Владимир Кузнецов
Опубликовано в журнале НЛО, номер 1, 2001
Владимир Кузнецов НАС СБЛИЗИЛА ЛЮБОВЬ К ЛИТЕРАТУРЕ
Печальная весть через третьи руки долетела из Кельна — умер Леня Чертков; еще одна ниточка, связывавшая с прошлым, оборвана.
С Леней мы познакомились в начале августа 1957 года в мордовском лагере 385/7-п. Меня привезли этапом из пересыльной зоны. Ко мне подошли два парня. Один плотный, если не сказать полный, молодой человек, другой — высокий блондин. Плотный был Леня Чертков, высокий — Миша Красильников (тоже ныне покойный). Чертами лица Леня напоминал мне почему-то Наполеона, каким он был изображен на гипсовых и бронзовых бюстиках, уцелевших в коммунальных квартирах арбатской интеллигенции. Леня спросил: «Откуда?» — «Из Москвы, из университета», — ответил я. Разговорились, оказалось, что у нас много общих знакомых, включая общего следователя Кремлева. Выяснилось, что мы окончили одну и ту же 103-ю школу, так что друзья детства и учителя у нас были тоже общие.
Меня с Чертковым сблизила любовь к литературе; в этом смысле Леня обладал потрясающей памятью и глубиной знаний. Он читал мне массу своих и чужих стихов. Запомнились начальные строчки инкриминируемого ему стихотворения (не знаю, сохранилось ли оно):
И был последний день режима,
И кто-то зачем-то поджег Москву…
Читал стихи своих друзей по «Мансарде» Хромова и Красовицкого.
Маленький лагерек, где мы обретались, специализировался на торфоразработке, там было дикое количество мошки и комаров. В конце концов я подцепил малярию. Приступы были жестокие, с потерей сознания. Когда я очнулся, первым, кого увидел, был Леня. Ребята потом мне говорили, что он обегал весь лагерь, пока не добыл акрихин. Политические наши тогдашние воззрения тоже были близки. Как-то после работы, прогуливаясь около барака, мы занимались классификацией жертв хрущевского «набора». «Зэки» призыва 1956-1957 гг. делились на две группы: одна, многочисленная, была марксистская (Чертков называл их «марксидами»), другая, поменьше, — «американисты». Эти взахлеб говорили об американской жизни и мечтали, если не удастся воспроизвести ее в СССР, перебраться на жительство в США. «А кто же мы?» — спросил Леня. «А мы консерваторы английского толка», — ответил я. «Они же русские либералы XIX века», — иронически резюмировал Чертков.

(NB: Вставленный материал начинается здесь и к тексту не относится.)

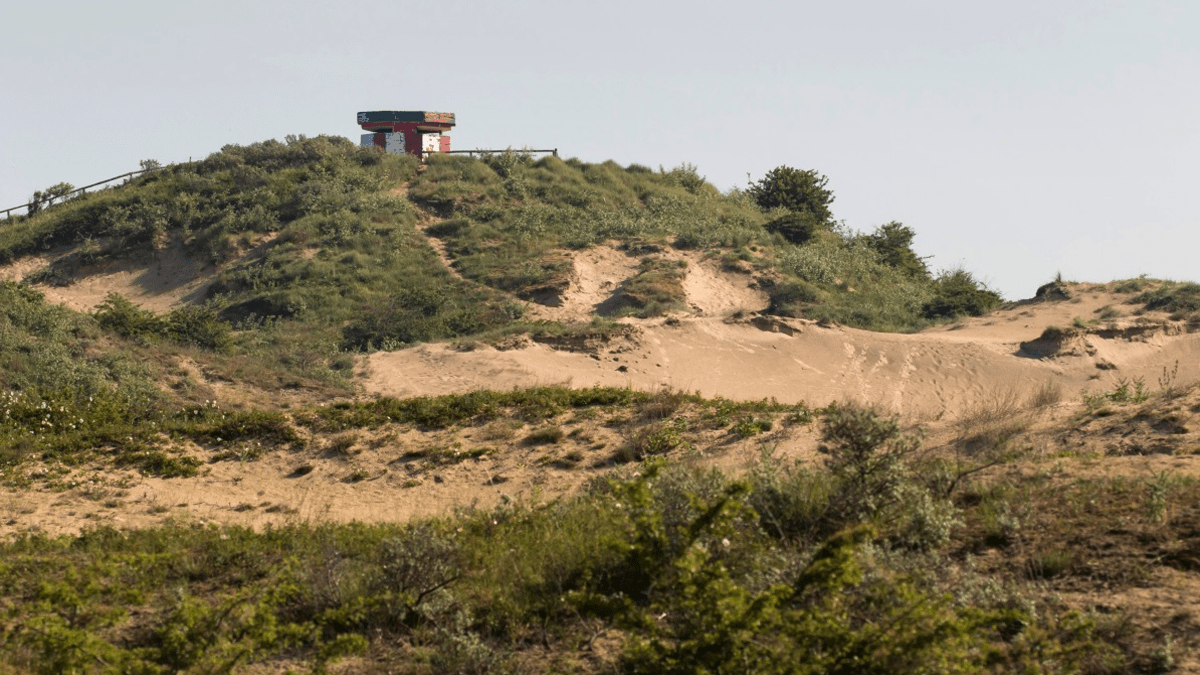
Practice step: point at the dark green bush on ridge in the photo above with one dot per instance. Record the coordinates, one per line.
(801, 191)
(958, 293)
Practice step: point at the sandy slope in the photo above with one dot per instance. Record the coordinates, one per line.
(721, 347)
(937, 372)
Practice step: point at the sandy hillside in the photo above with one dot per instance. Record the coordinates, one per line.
(723, 346)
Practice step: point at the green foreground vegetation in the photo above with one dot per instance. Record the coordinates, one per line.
(838, 568)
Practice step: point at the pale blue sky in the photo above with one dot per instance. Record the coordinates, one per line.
(1017, 138)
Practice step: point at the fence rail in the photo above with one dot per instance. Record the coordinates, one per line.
(553, 151)
(63, 197)
(85, 187)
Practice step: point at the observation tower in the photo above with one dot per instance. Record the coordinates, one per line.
(415, 132)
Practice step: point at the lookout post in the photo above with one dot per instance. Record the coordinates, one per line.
(415, 132)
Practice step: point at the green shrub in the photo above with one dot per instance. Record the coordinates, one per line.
(798, 227)
(795, 190)
(958, 293)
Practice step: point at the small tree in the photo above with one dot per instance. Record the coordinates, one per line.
(893, 243)
(958, 293)
(795, 190)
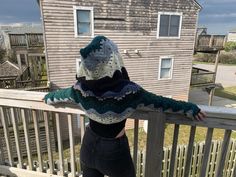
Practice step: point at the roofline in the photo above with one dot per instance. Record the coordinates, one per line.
(197, 3)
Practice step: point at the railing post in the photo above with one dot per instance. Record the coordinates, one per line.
(155, 139)
(2, 158)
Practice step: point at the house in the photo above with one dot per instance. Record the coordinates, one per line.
(25, 44)
(201, 31)
(232, 35)
(10, 73)
(156, 39)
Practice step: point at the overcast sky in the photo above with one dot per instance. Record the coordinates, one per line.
(219, 16)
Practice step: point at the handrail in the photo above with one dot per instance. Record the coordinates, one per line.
(32, 97)
(217, 117)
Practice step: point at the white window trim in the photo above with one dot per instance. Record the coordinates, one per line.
(75, 8)
(158, 24)
(171, 70)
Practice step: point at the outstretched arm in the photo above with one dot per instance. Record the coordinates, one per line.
(60, 96)
(141, 98)
(171, 105)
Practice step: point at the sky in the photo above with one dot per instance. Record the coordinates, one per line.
(219, 16)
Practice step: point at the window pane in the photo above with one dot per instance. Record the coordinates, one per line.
(166, 63)
(164, 25)
(83, 15)
(165, 73)
(83, 28)
(174, 25)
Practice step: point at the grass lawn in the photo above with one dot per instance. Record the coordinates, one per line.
(183, 139)
(183, 135)
(228, 92)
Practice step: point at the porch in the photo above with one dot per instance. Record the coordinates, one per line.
(16, 105)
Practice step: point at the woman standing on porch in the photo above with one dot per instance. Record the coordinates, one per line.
(108, 97)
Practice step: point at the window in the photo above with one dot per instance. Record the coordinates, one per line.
(165, 68)
(169, 25)
(83, 21)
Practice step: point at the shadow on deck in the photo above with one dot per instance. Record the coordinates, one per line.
(16, 105)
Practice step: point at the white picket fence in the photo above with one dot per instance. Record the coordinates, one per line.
(198, 152)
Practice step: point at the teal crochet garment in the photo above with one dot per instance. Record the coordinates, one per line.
(104, 90)
(112, 110)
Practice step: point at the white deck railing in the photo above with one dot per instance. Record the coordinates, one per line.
(15, 105)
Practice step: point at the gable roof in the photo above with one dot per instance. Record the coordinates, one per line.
(197, 3)
(10, 69)
(233, 30)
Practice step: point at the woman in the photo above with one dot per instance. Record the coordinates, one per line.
(108, 97)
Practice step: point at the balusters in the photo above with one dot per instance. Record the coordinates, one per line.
(82, 126)
(27, 139)
(173, 152)
(2, 157)
(190, 151)
(6, 134)
(224, 149)
(16, 134)
(155, 137)
(60, 145)
(72, 145)
(206, 152)
(49, 143)
(135, 150)
(38, 141)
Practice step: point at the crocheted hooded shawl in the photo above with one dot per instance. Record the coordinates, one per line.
(103, 89)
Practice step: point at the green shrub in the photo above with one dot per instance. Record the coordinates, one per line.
(229, 46)
(227, 58)
(224, 58)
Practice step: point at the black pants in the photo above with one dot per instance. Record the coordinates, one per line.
(105, 156)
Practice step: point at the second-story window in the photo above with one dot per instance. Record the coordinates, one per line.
(169, 25)
(83, 21)
(165, 67)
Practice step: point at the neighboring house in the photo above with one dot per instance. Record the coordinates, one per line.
(201, 31)
(25, 44)
(232, 35)
(10, 73)
(5, 30)
(155, 38)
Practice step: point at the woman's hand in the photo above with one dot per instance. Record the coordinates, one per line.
(200, 116)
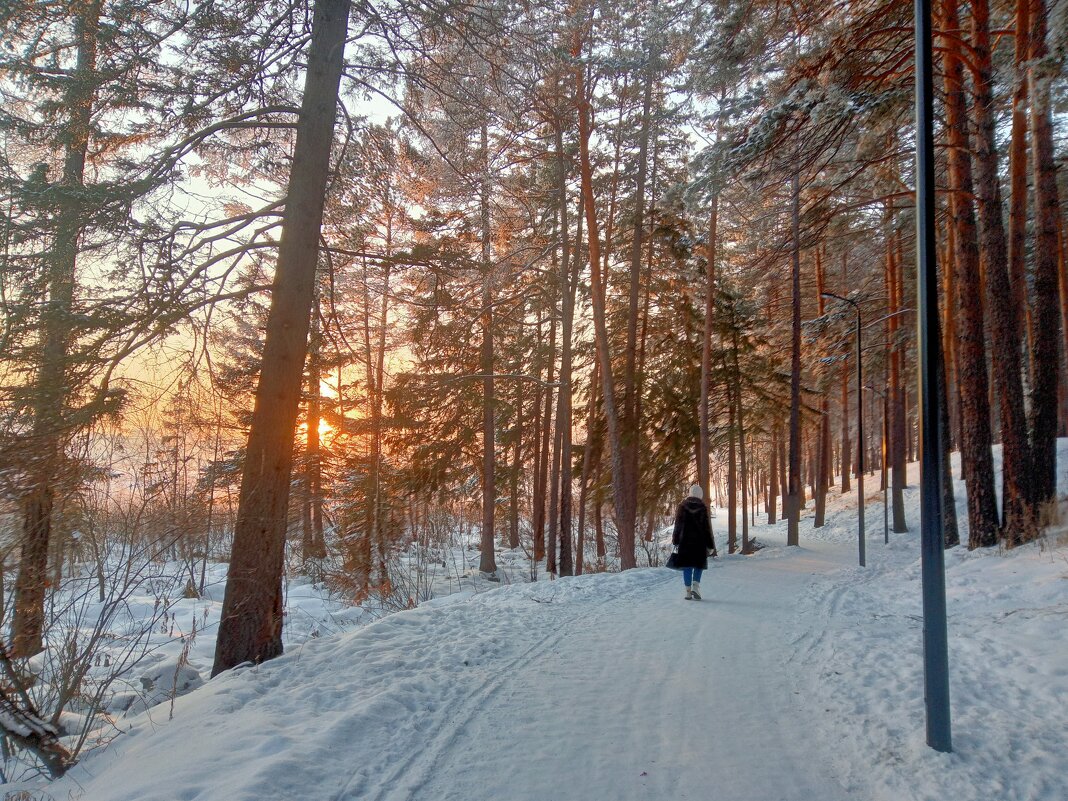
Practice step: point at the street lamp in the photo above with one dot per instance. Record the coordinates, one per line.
(860, 424)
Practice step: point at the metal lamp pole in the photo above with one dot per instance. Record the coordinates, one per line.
(860, 424)
(931, 538)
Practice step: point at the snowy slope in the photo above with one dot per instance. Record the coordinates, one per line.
(799, 677)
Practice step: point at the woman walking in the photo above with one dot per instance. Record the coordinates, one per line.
(693, 540)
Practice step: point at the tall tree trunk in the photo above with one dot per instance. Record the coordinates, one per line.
(1017, 512)
(949, 330)
(250, 628)
(313, 546)
(773, 477)
(50, 382)
(624, 505)
(1018, 173)
(587, 456)
(704, 450)
(517, 468)
(487, 558)
(794, 497)
(630, 428)
(1046, 297)
(823, 452)
(898, 434)
(732, 468)
(568, 279)
(974, 409)
(745, 548)
(951, 532)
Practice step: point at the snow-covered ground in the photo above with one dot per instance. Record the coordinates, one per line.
(798, 677)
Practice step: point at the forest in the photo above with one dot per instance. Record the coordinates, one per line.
(323, 288)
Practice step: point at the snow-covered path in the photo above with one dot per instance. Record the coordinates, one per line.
(647, 696)
(598, 687)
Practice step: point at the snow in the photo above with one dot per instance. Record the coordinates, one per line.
(798, 677)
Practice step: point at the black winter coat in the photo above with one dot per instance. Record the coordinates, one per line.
(693, 534)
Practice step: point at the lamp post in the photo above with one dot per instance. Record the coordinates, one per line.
(860, 424)
(931, 538)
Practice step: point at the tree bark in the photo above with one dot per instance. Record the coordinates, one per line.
(1046, 295)
(1017, 512)
(487, 556)
(974, 409)
(50, 382)
(794, 497)
(897, 391)
(704, 450)
(313, 546)
(624, 506)
(250, 628)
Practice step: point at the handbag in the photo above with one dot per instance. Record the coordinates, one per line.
(673, 559)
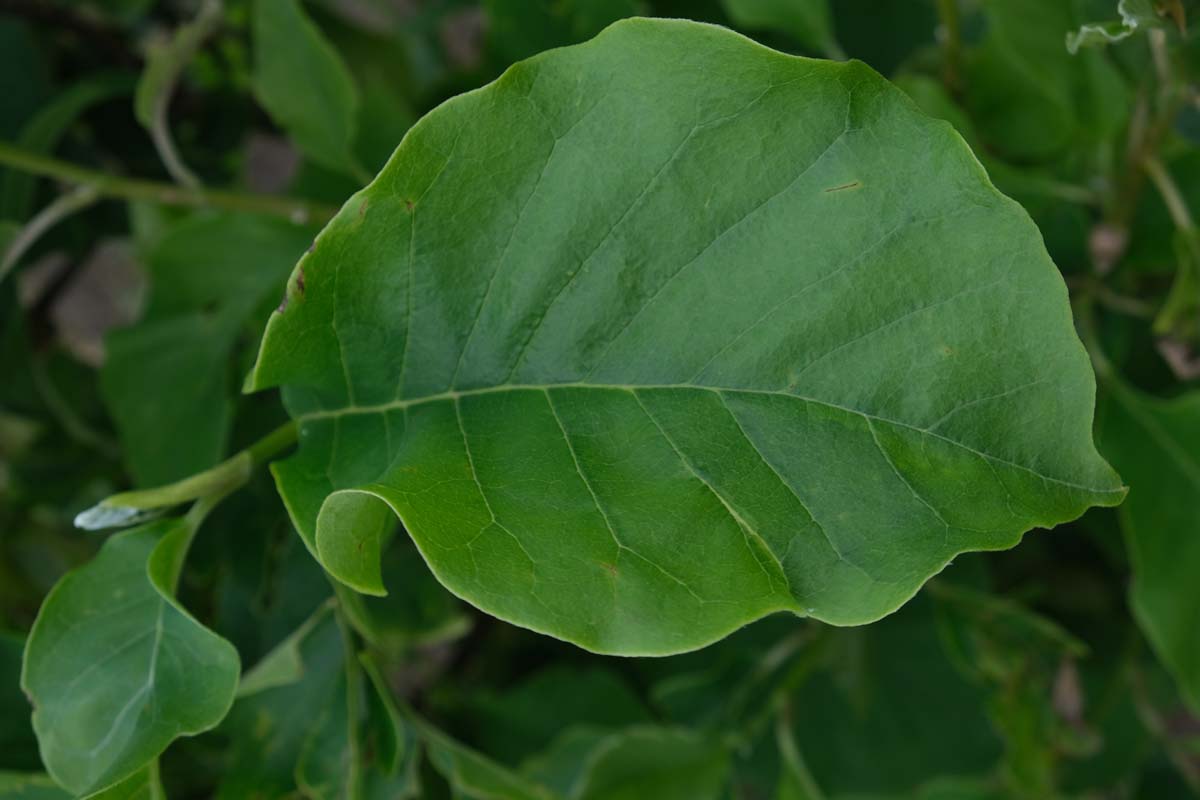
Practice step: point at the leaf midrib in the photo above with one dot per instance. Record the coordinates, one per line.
(455, 395)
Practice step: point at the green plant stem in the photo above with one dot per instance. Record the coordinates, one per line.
(132, 188)
(207, 488)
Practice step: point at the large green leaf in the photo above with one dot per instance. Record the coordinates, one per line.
(1030, 97)
(117, 668)
(1155, 443)
(663, 332)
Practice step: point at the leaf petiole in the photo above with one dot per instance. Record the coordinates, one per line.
(205, 488)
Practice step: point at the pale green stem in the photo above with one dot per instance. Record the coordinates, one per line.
(52, 215)
(131, 188)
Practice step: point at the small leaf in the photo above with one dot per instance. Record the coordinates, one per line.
(304, 85)
(30, 786)
(1155, 443)
(143, 785)
(43, 132)
(18, 747)
(117, 668)
(648, 762)
(772, 359)
(1135, 14)
(167, 380)
(472, 775)
(294, 733)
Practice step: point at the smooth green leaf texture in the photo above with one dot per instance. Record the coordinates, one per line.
(1155, 444)
(304, 85)
(167, 379)
(277, 722)
(1134, 14)
(18, 747)
(117, 668)
(667, 331)
(1031, 98)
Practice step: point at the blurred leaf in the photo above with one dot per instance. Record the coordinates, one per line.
(497, 409)
(24, 76)
(652, 762)
(885, 34)
(891, 711)
(114, 624)
(165, 64)
(808, 22)
(1023, 659)
(167, 379)
(304, 85)
(1155, 444)
(1134, 16)
(46, 128)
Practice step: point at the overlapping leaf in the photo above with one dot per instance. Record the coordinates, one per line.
(117, 669)
(667, 331)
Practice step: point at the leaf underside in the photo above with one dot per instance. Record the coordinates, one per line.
(117, 669)
(667, 331)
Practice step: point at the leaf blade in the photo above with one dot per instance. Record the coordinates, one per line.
(539, 376)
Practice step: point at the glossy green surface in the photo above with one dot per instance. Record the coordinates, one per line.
(117, 668)
(666, 331)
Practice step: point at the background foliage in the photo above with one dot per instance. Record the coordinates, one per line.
(130, 313)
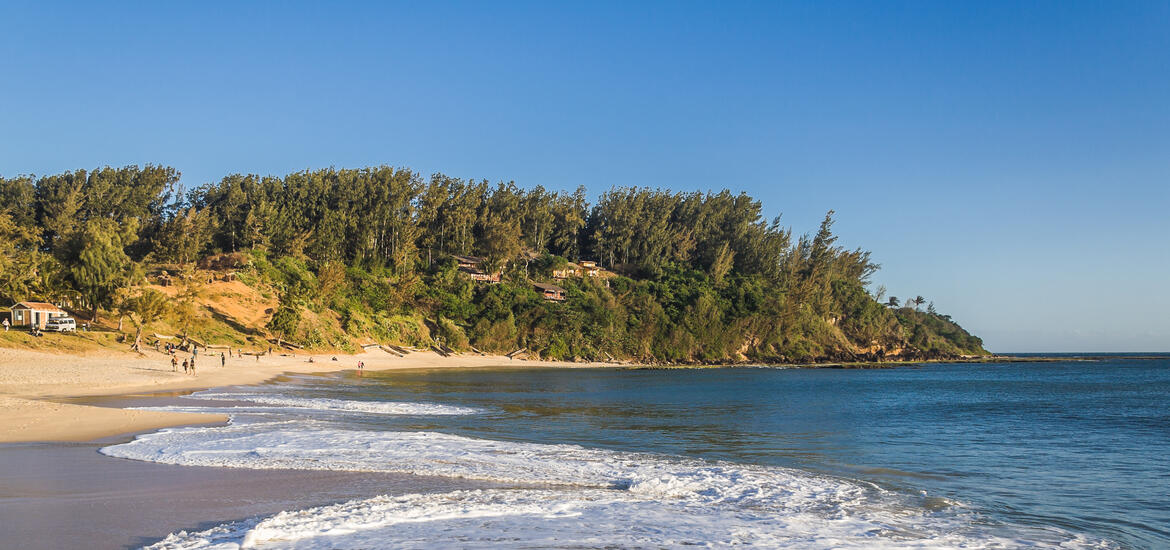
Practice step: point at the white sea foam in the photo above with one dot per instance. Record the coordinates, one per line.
(327, 404)
(591, 497)
(582, 518)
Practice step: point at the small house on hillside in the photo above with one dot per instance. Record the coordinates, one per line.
(591, 268)
(473, 268)
(569, 270)
(34, 314)
(550, 291)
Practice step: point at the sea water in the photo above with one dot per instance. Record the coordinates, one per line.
(1068, 454)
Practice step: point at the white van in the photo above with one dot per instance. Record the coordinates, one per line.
(61, 324)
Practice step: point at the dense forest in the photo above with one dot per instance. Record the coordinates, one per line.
(376, 254)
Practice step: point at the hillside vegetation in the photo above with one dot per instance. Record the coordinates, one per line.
(334, 259)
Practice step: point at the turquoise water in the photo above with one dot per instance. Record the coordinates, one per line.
(1068, 454)
(1085, 446)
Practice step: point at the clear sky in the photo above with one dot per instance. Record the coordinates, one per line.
(1007, 160)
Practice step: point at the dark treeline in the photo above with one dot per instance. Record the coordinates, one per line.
(700, 276)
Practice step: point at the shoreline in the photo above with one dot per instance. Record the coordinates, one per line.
(38, 389)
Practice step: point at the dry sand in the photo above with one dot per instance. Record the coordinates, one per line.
(33, 384)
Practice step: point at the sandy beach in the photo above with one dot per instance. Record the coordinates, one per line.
(34, 385)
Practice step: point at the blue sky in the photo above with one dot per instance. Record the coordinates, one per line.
(1007, 160)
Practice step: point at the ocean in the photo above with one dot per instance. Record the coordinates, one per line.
(1065, 454)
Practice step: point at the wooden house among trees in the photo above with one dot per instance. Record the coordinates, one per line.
(473, 268)
(569, 270)
(550, 291)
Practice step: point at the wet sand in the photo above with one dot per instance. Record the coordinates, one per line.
(36, 389)
(66, 495)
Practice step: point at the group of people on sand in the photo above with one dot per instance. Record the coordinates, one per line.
(188, 365)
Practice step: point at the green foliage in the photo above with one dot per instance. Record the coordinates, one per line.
(367, 254)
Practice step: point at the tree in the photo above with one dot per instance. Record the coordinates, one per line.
(145, 309)
(186, 302)
(101, 266)
(286, 318)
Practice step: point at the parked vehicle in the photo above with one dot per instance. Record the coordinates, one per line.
(61, 324)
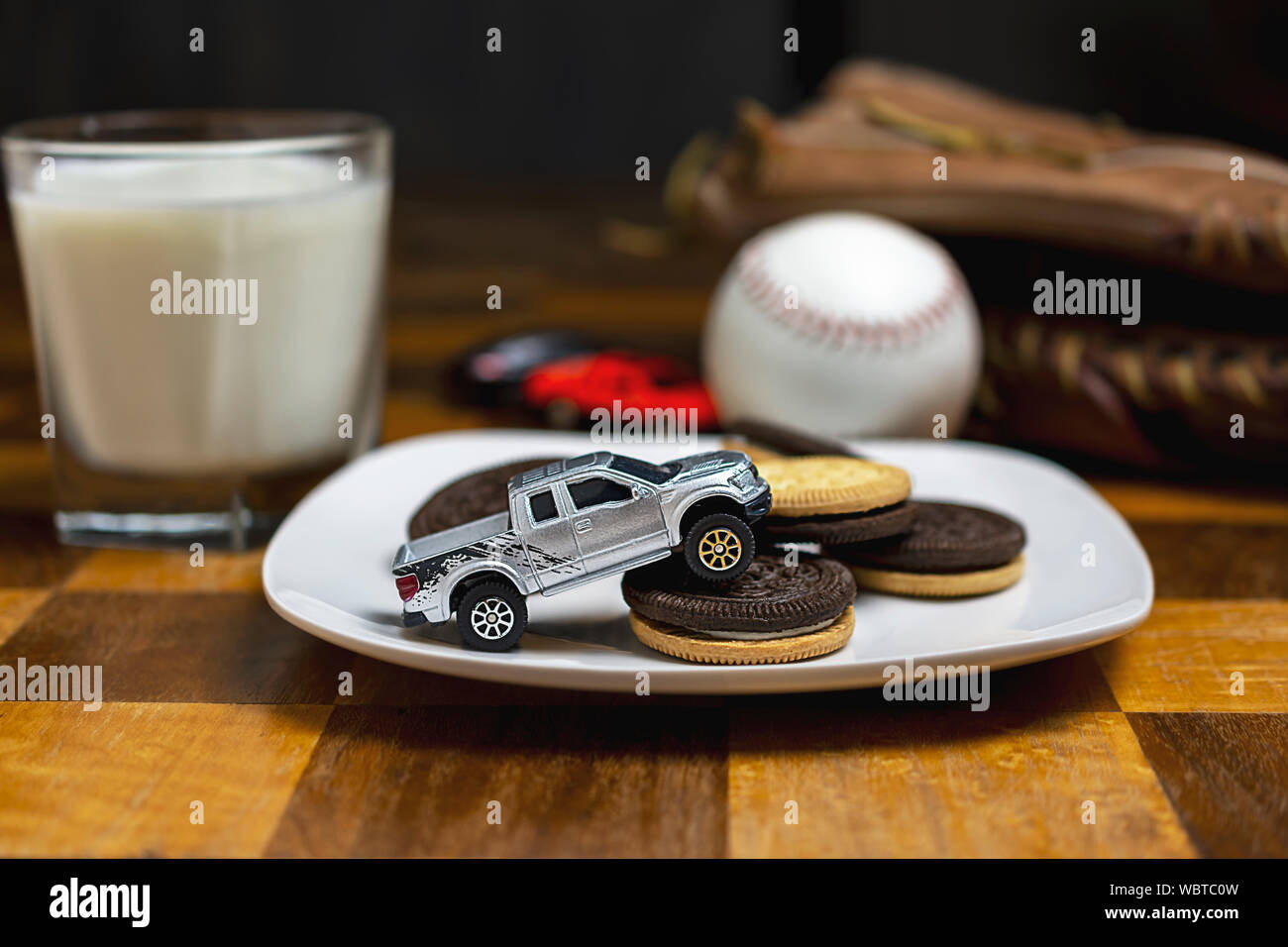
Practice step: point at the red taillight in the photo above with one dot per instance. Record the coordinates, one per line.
(407, 586)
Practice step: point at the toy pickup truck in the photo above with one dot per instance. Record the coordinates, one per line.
(578, 521)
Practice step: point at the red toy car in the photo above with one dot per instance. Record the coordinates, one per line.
(568, 389)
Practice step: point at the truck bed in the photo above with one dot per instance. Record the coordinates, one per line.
(447, 540)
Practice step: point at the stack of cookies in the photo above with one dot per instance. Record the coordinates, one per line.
(892, 544)
(771, 613)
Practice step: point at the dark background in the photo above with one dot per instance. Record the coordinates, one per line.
(583, 88)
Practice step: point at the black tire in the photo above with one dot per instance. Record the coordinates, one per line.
(719, 547)
(498, 599)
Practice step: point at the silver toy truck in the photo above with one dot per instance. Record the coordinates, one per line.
(578, 521)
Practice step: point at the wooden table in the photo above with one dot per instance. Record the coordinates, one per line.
(213, 698)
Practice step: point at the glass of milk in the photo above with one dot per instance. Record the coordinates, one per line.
(205, 295)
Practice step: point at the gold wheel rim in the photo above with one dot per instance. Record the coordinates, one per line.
(719, 549)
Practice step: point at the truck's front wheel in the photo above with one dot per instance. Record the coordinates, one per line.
(719, 548)
(492, 616)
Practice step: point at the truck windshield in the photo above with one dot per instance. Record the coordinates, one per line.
(653, 474)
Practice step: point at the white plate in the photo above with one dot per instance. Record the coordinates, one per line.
(327, 571)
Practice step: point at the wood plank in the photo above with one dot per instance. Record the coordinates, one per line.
(30, 553)
(1184, 656)
(419, 783)
(166, 571)
(17, 605)
(1228, 777)
(181, 647)
(927, 781)
(120, 781)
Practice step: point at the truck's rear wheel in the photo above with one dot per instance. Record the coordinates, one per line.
(490, 616)
(719, 548)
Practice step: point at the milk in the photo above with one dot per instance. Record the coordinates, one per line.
(140, 389)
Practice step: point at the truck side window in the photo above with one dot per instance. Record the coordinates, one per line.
(596, 491)
(542, 506)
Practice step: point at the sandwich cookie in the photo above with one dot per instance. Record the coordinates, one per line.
(951, 551)
(823, 484)
(771, 613)
(473, 496)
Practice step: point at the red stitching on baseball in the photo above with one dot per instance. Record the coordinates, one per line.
(850, 330)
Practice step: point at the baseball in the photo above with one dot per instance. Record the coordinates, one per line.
(846, 325)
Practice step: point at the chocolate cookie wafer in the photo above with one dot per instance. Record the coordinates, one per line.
(773, 612)
(473, 496)
(951, 551)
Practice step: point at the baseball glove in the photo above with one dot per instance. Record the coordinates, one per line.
(1013, 170)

Потом, ближе к зиме, нас перевели в основной лагерь (№ 7), и наша жизнь продолжалась там. Как-то Чертков спросил, есть ли у меня что-нибудь написанное. Я ответил, что есть, и он взял у меня несколько листков моего «творчества». Вскоре его этапировали на 11-й лагпункт. Месяца через четыре туда же этапировали и меня. Первое, что сказал мне Чертков, — мои опусы вошли в сборник, который назван «Пятиречие», так как в нем участвовали пятеро: Красильников, Ярошенко, Антонюк, Чертков, я и питерский художник Родион Гудзенко, оформивший сборник.
Через некоторое время меня снова дернули на этап, и в лагере мы с ним больше не виделись. Я освободился, через год перебрался в Москву, и вдруг телефонный звонок. Звонил освободившийся Чертков. Он тут же приехал ко мне. О лагере мы почти не говорили, он только рассказал, что Красильников через все шмоны сохранил «Пятиречие» и вытащил его на свободу. Говорили в основном о литературе.
После этого он забегал ко мне почти каждую неделю (пока жил в Москве). Потом Леня переехал в Питер, встречи стали реже, но, приезжая в Москву, он навещал меня. Потом он эмигрировал. О его жизни за границей доходили только слухи. Рассказывали, что Леня профессорствует в Тулузе, поражая французов своей работоспособностью, что он незадолго до смерти Владимира Набокова посетил его в Швейцарии, что в каком-то французском фильме из русской жизни он играл роль русского барина. Даже если это выдумка, то очень правдоподобная — очень уж подходит ему эта роль (он был весьма аристократичен). Потом он оказался в Кельне. Все время хотелось написать ему, но мне говорили разные люди, что он порвал с прошлым и не отвечает на письма. Уважая это, я не писал ему. Теперь мучительно жалею.